Леди не движется - страница 22
В какой-то момент нас стало трое: мы не заметили, как присоединился Август. Август сообщил, что никакой он не аутист, он самый обыкновенный социопат и гений – и ушел, оставив нас в недоумении. Мы долго еще гадали, к чему бы это. Аутизм, конечно, выкашивает ряды аристократии с беспощадностью чумы, но мы ведь не говорили об аутизме! И об Августе тоже не говорили. Мы говорили, и я это точно помнила, о феномене художников-акварелистов, оказавшихся у власти. Королева Виктория весьма неплохо рисовала, и Адольф Гитлер, тиран и палач двадцатого века, тоже, причем он даже успел начать карьеру художника, и вроде бы на первых шагах преуспевал. Мы не смогли вспомнить, писал ли акварелью Сталин, еще один тиран, современник Гитлера и его противник. Если да, то это был бы хороший аргумент в пользу нашей теории. Черчилль акварелью не рисовал, он писал маслом – и заметьте, не стал ведь тираном. Но при чем тут Август со своим аутизмом? Выпив по глоточку уже чистого виски, мы пришли к единственно возможному выводу: ни при чем – мы уснули, и он нам приснился. Обеим сразу.
Я внимательно следила за Эмбер, ни на миг не забывая, что у нее, конечно, нет привычки выпивать больше, чем полбокала шампанского за вечер, а она еще не спала ночь и психически изнурена. Она может в любой момент упасть. Но Эмбер не менялась и никак не показывала опьянения. Она как порозовела после первого мартини – такой и осталась. Обычно у пьяного человека теряется контроль над мимикой, черты лица расплываются и выражение становится будто у младенца – такое же бессмысленное.
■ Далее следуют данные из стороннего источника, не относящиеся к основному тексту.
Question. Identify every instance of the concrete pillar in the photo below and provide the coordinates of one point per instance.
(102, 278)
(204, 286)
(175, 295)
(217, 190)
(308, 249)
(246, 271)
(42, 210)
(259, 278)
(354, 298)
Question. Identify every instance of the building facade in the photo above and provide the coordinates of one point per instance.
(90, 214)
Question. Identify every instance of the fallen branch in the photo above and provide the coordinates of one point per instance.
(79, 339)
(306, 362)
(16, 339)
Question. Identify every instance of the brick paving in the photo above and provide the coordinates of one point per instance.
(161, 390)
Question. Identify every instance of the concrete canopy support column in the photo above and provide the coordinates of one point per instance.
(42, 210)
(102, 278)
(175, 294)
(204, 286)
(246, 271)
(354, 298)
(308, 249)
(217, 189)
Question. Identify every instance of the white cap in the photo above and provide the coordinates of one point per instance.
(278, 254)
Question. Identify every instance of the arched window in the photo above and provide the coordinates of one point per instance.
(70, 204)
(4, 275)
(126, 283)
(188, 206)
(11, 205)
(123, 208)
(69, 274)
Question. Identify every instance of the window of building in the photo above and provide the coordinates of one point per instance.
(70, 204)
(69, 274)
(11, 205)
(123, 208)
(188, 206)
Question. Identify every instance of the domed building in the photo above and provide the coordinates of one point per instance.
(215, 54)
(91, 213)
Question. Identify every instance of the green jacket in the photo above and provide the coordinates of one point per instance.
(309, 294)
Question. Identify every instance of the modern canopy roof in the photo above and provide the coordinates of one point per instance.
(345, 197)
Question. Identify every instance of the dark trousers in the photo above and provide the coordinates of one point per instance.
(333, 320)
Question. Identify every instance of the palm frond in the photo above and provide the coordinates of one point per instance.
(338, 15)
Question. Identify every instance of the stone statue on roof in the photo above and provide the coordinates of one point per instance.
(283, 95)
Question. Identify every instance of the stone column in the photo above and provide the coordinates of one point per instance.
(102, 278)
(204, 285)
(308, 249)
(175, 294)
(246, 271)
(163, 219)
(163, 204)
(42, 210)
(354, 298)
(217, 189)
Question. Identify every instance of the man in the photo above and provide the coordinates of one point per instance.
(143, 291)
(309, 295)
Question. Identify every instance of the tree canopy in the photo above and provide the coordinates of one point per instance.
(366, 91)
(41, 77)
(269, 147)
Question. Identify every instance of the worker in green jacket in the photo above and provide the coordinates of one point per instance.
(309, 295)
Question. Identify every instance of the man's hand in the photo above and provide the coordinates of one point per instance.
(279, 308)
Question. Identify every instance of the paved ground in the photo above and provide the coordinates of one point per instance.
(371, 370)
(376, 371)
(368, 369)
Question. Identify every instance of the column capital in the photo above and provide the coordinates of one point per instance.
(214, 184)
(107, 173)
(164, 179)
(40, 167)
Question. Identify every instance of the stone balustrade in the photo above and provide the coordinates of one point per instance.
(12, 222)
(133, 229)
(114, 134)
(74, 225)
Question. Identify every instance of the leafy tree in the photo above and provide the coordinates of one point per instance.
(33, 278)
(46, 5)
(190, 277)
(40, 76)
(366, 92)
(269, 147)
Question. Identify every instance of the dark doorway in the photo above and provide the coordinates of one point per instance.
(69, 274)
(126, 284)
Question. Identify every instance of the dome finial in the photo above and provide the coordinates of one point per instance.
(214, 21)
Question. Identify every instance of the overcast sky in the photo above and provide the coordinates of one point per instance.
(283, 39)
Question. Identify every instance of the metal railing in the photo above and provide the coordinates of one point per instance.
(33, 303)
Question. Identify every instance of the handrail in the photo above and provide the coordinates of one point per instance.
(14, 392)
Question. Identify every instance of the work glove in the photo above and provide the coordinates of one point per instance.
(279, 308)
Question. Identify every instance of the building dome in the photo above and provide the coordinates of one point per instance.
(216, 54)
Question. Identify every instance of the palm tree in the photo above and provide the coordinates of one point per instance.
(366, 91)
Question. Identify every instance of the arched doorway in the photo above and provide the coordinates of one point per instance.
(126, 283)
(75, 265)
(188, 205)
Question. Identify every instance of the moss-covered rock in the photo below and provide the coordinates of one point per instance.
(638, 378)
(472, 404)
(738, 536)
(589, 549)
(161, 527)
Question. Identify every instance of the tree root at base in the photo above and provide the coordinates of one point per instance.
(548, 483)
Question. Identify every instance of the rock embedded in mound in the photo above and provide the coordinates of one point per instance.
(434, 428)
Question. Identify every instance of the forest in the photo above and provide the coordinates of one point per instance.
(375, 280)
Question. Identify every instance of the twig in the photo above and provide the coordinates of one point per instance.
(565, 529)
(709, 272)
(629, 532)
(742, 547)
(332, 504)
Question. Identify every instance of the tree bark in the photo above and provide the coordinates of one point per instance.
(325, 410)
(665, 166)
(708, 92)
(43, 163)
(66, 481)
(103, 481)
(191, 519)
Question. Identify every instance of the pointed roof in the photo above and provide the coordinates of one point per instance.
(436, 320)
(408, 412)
Но у Эмбер с лицом был полный порядок. И тут я вспомнила свою недолгую свекровь княгиню Сонно-старшую. Леди Валери ван ден Берг, как и я, была по образованию офицером. Причем, на минуточку, она три года отслужила капитаном военно-транспортного корабля. Понятно, что борт доставлял грузы для высшего командования… замнем для ясности. Так вот, после посиделок со свекровью я падала спать, а она, мертвецки пьяная, шла командовать обедом, или ужином, или что там значилось по плану. И никто не догадывался, что у леди двоится в глазах. Ее великосветская улыбка была такой же, как обычно, ее глубокий голос звучал как прежде, шаги были уверенны, а жесты – грациозны. Хотя утром леди могла спросить – а что вчера было? Она никогда не уточняла, все ли прошло безупречно, – в этом она была уверена. Просто интересовалась, какое именно событие имело место, явились ли все приглашенные, требуются ли от нее какие-либо телодвижения, которые она обещала совершить накануне. То, что она была пьяна, ее не смущало. Главное, чтоб никто не заметил.
Вот это, наверное, меня всегда бесило в аристократах. Они хотели казаться, но не быть. Казаться трезвыми – а были ли они трезвы на самом деле, неважно. Чего никто не видит, того не существует. Слуги и родня не в счет. Главное, чтобы не прознали посторонние. Аристократы собаку съели на притворстве. У них в случае чего включался автопилот, в который при рождении установили программы этикета на все случаи жизни. Я так не могу. Я выросла в семье, где все были военнослужащими. По обеим линиям. И мужчины, и женщины. Но мои предки были солдатами и сержантами – кроме родоначальника. И у меня с рождения вбит стереотип, что офицер должен быть примером для подражания. Я знаю, что множество офицеров пьет горькую, но не считаю это нормой. Для пьянства как минимум нужна серьезная причина – неудавшаяся жизнь, несложившаяся карьера, гибель близкого. И неважно, как выглядит человек, – важно, кто он внутри. Потому что в бою, когда смерть рядом, на притворство сил не остается, шелуха слетает, и человек становится самим собой.